Direct banking is one of the best products in the history of finance. Dutch multinational financial corporation ING Group came up with the idea when it advanced to the U.S. market in 1997. How is direct banking different? “When a salesman cannot explain the product in 20 seconds, don’t sell it.” “Don’t wait for customers to come to you, you should approach directly,” the company says.

ING reduced the number of offered products and let anyone sign up easily. It also offered higher rates. The result was a great success, with more than 15 million customers in nine countries, including the United States, the United Kingdom and Canada.

Benchmarking the success of ING, HSBC began a direct banking operation in Korea. In February 2007, then-CEO Simon Cooper introduced “HSBC Direct” and held a press conference at the Hilton Hotel, Seoul. They pledged to approach the customers directly and offer 1 to 2 percent higher interest rates than other banks. It seemed like good business, but the result was catastrophic. HSBC stopped selling the direct banking products less than a year later because offering such high interests created a larger negative spread than expected.

When KDB Financial Group CEO Kang Man-soo introduced “KDB Direct” two years ago, the market had mixed forecasts. Kang seemed to focus on success and snapped at the concerns of a negative spread. He claimed that KDB’s good rating allowed the bank to bring funds at cheap rates. When other banks offered a mid-3 percent interest rate on average, KDB Direct offered 4 percent. He personally explained the business structure to the reporters. It may have been an inevitable choice for KDB, which has only 60 branches.
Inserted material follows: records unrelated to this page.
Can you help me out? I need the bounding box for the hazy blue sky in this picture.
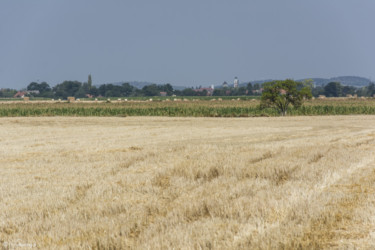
[0,0,375,88]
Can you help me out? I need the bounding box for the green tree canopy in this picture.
[324,82,342,97]
[261,79,312,116]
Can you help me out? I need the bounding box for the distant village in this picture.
[0,75,375,99]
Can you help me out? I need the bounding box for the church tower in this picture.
[233,76,239,88]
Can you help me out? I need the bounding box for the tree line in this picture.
[0,75,375,99]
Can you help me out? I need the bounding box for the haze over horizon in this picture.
[0,0,375,89]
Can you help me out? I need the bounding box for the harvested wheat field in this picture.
[0,116,375,249]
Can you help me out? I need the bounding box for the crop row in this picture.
[0,104,375,117]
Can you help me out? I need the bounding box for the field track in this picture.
[0,115,375,249]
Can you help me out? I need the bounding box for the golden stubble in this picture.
[0,116,375,249]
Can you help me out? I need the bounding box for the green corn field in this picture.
[0,98,375,117]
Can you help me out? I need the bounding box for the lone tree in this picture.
[261,79,312,116]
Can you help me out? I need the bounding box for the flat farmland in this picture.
[0,115,375,249]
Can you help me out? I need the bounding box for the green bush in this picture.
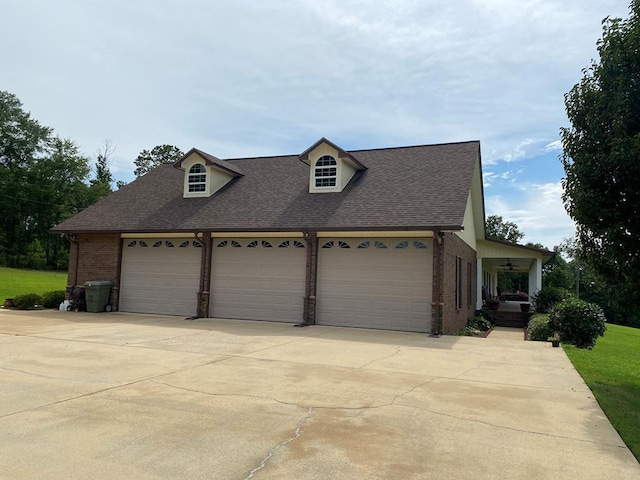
[527,313,554,342]
[556,298,607,349]
[13,293,41,310]
[467,315,491,332]
[454,326,482,337]
[42,290,65,308]
[531,287,571,313]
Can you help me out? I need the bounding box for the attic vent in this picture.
[189,163,207,192]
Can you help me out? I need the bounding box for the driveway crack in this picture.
[358,347,401,369]
[245,407,313,480]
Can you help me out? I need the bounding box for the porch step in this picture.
[491,310,531,328]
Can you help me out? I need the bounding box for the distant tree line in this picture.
[0,91,182,269]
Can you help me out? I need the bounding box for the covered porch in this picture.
[476,239,553,309]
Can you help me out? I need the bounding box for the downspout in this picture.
[64,233,80,287]
[295,230,313,327]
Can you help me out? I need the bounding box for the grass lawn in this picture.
[563,324,640,461]
[0,267,67,305]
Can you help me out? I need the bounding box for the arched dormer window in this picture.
[188,163,207,192]
[314,155,338,187]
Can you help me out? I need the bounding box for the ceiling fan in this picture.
[498,258,513,270]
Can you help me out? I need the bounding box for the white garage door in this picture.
[317,238,433,332]
[209,238,307,323]
[120,238,202,317]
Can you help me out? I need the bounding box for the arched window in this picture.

It was a way to prepare a foundation as a commercial bank and enable privatization. One year and four months later, KDB Direct amassed 9 trillion won ($8.07 billion) in deposits.

The public servants’ asset disclosure last weekend confirmed the popularity of direct banking. KDB Direct was the choice of banking services among the heads of public financial corporations who are knowledgeable in the field. Kang made a new deposit of 350 million won last year, and the CEO of the Korea Deposit Insurance Corporation, the director of the Korea Credit Guarantee Fund, and the CEO of Kamco deposited 70 to 190 million won. But excessive popularity often attracts jealousy, and in the end, commercial banks who lost potential customers complained. They criticized that the government was virtually involved in the banking industry, and the direct banking would ultimately collapse because of the negative spread.

Perhaps because of the industry’s criticism, the Board of Audit and Inspection named KDB Direct as a “negative spread product” when it released the public financial corporation inspection report last month. The timing is also interesting, as it came right after the president’s remark on the reshuffle of public corporation heads. Last weekend, Kang tendered his resignation. He would never have dreamed that the hottest product for KDB would end up being the reason for his departure.

*The author is an editorial writer of the JoongAng Ilbo.